I imagined holding the cartridge, label side up about to slide it into the NES-001 and put pin 36 as the left most pin on the top counting down to pin 1. Unfortunately it was not obvious to me that the description meant you should be holding the cartridge like you are reading the label, not like you are about to place it into the console.

I got the first board, version 1.3.1f, and soldered and resoldered and resoldered the connectors and couldn't seem to make it work (because the pins were reversed). I programed and reprogrammed and programmed again the Attiny13A. After a month of fiddling, and continuity testing every pin, I got the bright idea that maybe I had the pins swapped. I got my nintendo screwdriver, cracked open a cartridge and read the numbering off the PCB board, and confirmed my suspicion. I had reversed the numbering from left to right.
[NESedge-v1.3.1f PCB front side] [NESedge-v1.3.1f PCB back side]
[NESedge-v1.3.1f cart PC ] I had planned the boards prior to ordering any parts, so I referenced an IDE ribbon cable I had lying around. I noticed the bump was on the same side of both connectors and concluded that the cable was straight through. The ribbon cable comes out the back of the first PCB, goes behind the second PCB, wraps around it and plugs in on the far side. I had convinced myself that because the ribbon cable wraps a round, that the top and bottom are inverted. While this is strictly speaking true, it means the bump, and ordering of the rows, will be the same and not inverted as I had planned. Some how I missed the fact that a straight through IDE ribbon cable does have a bump on the same side, but when you fold it over into a U shape, the bumps are oppsite of each other.

So not only did I get the connector inverted left to right, but I also flipped the top and bottom row. That meant I could test the board facing the NES mainboard by plugging it in upside down. Sure enough the the board worked and the CIC made its hand shake and I got a solid red light on the console.

There was another issue, while the board certainly wouldn't fit inverted, it also wouldn't fit in the correct orientation. While I had printed on card stock and ensured it would fit in the available space, I never though to try and put the EMF shield on, and sure enough that was hitting the top left corner of the board facing the NES mainboard.
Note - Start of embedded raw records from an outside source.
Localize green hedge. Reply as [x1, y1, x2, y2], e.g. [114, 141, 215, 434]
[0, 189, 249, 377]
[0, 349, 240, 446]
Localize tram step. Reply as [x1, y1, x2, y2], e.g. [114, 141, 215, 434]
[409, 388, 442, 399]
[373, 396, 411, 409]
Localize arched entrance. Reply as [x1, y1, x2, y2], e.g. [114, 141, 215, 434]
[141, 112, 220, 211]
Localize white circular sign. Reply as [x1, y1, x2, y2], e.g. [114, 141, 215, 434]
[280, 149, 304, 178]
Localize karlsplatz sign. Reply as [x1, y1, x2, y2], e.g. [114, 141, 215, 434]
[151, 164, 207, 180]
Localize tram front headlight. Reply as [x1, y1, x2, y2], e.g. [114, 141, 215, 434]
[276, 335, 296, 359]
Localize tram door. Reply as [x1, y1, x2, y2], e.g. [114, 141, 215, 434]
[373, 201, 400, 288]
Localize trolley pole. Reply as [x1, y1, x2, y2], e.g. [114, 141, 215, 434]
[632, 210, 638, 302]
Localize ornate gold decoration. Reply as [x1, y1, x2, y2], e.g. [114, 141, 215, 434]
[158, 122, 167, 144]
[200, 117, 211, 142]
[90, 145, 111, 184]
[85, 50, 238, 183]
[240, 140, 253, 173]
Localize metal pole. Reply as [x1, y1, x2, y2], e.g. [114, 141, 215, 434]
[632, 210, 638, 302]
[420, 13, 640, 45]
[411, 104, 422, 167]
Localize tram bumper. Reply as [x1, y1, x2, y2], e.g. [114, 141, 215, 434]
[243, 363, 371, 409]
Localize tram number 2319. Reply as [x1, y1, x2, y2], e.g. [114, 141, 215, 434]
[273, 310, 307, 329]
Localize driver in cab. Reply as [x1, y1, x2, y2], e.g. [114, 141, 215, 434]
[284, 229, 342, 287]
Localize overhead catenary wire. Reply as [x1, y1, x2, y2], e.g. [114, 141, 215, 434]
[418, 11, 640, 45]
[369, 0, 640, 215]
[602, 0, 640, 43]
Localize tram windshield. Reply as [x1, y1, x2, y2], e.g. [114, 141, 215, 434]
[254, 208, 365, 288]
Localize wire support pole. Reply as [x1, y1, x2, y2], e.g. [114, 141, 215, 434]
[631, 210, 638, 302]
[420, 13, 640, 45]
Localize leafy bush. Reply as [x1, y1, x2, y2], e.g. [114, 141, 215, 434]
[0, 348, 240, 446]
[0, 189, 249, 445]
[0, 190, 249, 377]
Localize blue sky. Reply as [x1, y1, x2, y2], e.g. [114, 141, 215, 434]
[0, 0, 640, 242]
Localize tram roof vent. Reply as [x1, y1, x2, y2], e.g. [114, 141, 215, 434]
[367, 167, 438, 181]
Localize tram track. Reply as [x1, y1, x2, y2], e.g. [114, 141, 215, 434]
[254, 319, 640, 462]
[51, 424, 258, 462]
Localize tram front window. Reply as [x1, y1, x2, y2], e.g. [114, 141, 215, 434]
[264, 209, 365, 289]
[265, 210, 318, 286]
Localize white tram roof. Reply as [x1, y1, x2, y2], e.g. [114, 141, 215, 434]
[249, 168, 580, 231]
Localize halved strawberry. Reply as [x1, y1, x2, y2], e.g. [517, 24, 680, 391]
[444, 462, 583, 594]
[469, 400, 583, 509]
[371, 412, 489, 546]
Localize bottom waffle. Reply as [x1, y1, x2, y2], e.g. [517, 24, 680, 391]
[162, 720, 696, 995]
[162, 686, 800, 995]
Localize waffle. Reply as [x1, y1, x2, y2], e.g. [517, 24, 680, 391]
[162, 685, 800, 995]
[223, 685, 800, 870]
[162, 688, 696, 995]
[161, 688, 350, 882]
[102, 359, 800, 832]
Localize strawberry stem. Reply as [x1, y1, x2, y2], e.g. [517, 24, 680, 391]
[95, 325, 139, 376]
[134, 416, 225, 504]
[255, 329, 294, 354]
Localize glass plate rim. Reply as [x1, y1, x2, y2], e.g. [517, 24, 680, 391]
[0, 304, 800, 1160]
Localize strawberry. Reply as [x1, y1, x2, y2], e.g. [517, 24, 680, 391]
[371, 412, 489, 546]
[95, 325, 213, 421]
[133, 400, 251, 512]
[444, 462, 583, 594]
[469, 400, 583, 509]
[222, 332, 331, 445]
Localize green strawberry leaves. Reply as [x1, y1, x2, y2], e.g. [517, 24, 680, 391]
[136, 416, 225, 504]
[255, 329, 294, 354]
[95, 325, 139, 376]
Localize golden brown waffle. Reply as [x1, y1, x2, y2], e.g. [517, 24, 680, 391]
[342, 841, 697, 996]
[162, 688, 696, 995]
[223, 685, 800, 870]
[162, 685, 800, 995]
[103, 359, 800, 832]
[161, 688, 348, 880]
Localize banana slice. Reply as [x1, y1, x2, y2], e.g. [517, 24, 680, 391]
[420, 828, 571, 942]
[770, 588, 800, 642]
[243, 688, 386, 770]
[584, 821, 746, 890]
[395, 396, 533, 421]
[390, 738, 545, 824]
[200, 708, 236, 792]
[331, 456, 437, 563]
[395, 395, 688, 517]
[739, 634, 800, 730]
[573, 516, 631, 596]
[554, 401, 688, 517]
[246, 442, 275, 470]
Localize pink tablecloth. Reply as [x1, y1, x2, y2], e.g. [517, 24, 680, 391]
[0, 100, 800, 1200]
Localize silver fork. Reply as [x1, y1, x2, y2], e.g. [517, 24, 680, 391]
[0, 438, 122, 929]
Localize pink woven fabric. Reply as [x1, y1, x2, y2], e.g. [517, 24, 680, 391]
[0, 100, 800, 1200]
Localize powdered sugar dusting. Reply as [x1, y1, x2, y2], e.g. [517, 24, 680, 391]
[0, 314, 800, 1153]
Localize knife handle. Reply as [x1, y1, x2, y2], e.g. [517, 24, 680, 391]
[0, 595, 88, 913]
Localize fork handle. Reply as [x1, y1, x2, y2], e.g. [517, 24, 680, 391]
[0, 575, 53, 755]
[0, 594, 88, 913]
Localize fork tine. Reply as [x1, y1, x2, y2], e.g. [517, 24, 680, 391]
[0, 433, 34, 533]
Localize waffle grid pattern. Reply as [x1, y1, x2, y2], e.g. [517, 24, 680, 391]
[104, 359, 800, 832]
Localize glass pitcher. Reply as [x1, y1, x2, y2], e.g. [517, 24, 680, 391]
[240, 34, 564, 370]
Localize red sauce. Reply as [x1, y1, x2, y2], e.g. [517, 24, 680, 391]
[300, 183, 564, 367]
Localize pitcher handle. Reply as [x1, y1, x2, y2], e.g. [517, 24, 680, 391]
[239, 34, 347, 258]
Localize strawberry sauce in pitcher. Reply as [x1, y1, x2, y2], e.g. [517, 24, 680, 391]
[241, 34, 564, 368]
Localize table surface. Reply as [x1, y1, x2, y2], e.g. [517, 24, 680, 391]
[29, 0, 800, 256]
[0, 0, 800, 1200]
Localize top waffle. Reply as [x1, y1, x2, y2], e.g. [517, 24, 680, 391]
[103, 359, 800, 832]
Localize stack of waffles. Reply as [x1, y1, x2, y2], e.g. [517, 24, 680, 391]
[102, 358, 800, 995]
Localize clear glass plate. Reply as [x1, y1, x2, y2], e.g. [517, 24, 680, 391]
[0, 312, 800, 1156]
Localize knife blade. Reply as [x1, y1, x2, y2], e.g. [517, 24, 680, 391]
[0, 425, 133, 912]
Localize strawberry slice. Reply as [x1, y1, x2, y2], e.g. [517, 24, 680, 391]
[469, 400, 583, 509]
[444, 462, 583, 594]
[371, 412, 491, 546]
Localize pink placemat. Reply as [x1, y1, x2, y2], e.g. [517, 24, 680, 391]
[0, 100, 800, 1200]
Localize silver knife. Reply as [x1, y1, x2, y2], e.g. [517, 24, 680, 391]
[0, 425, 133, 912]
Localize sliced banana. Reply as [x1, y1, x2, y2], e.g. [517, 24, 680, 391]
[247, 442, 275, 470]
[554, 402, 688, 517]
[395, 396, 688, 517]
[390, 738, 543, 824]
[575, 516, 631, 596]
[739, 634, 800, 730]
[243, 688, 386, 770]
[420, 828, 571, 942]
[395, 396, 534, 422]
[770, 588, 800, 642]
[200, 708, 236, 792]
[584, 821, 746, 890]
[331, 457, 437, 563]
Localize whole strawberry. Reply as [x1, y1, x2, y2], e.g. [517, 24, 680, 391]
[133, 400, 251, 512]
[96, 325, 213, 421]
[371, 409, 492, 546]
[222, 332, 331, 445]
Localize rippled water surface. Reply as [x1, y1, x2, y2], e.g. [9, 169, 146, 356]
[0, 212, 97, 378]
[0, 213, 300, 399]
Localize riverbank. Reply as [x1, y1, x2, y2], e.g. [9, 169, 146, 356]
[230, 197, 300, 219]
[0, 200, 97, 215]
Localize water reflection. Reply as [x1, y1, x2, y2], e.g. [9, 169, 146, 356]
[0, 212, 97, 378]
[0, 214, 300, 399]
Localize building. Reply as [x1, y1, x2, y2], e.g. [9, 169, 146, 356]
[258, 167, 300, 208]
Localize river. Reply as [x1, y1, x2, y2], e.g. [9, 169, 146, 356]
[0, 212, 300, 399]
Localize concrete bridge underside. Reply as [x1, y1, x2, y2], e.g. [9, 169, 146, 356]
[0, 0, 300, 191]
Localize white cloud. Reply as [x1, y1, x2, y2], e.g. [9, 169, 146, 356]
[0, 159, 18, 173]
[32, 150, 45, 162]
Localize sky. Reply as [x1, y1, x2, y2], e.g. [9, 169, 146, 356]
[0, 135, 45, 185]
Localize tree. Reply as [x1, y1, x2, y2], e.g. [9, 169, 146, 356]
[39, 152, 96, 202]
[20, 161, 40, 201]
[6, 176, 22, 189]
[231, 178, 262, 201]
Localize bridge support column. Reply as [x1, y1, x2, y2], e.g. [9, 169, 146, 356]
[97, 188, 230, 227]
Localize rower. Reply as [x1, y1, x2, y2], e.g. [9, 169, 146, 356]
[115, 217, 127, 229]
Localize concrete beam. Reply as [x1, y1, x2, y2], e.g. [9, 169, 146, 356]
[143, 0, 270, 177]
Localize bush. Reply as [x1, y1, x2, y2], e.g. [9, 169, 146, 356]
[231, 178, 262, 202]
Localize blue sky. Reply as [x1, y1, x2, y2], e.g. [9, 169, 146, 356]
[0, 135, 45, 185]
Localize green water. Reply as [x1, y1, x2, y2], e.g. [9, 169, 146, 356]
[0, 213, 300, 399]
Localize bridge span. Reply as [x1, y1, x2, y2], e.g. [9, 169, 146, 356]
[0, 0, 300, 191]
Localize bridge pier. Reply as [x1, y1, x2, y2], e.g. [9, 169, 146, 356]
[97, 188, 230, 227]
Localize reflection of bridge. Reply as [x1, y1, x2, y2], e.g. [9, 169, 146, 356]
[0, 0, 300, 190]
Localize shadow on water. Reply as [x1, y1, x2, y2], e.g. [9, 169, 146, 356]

So I regrouped, made a new set of boards V2 with the pins in the right place. I changed the ordering of the pins on the 72 pin edge connector in my Eagle CAD library, and applied the updated part to the circuit. The traces were a jumble, so I deleted all those traces and redrew them.
[NESedg v2 PCB front] [NESedg v2 PCB back]
Finally I got this board fabrcated, and installed and the 10NES CIC made its handshake, but all I got was a green screen, like it was not seeing the cartridge at all. After continuity testing, I still could not figure out the issue. I was beginning to feel defeated, then I compared my circuit to the Blinking Light Win. One of the things I did differently was to tie pin 1 and pin 72 together since they were both ground. I grabbed a dental pict and vigorously scratched a groove separating pin 1 and 72 on both PCBs, and with that simple modification it worked.

[NESedg v2 PCB front] [NESedg v2 PCB back]
[Picture of NESdge bent jumper pins] Unfortunately the jumper block for the expansion port plug board had one row that was hitting a post that holds the NES mainboard. Since this pin is unused, it didn't matter that the jumper pin was bent and the jumper clip ripped off. I made two simple changes in version 3, relocating the expansion port jumper block,and separating pins 1 and 72.
[Picture of NES bracket w/ 6 degree uprights]
I used version 2 for quite a while. The only issue was there was not enough clearance to push down the Everdrive Pro cartridge without momentarily catching on the reset button and/or the micro SD card that stick out an extra 1 mm.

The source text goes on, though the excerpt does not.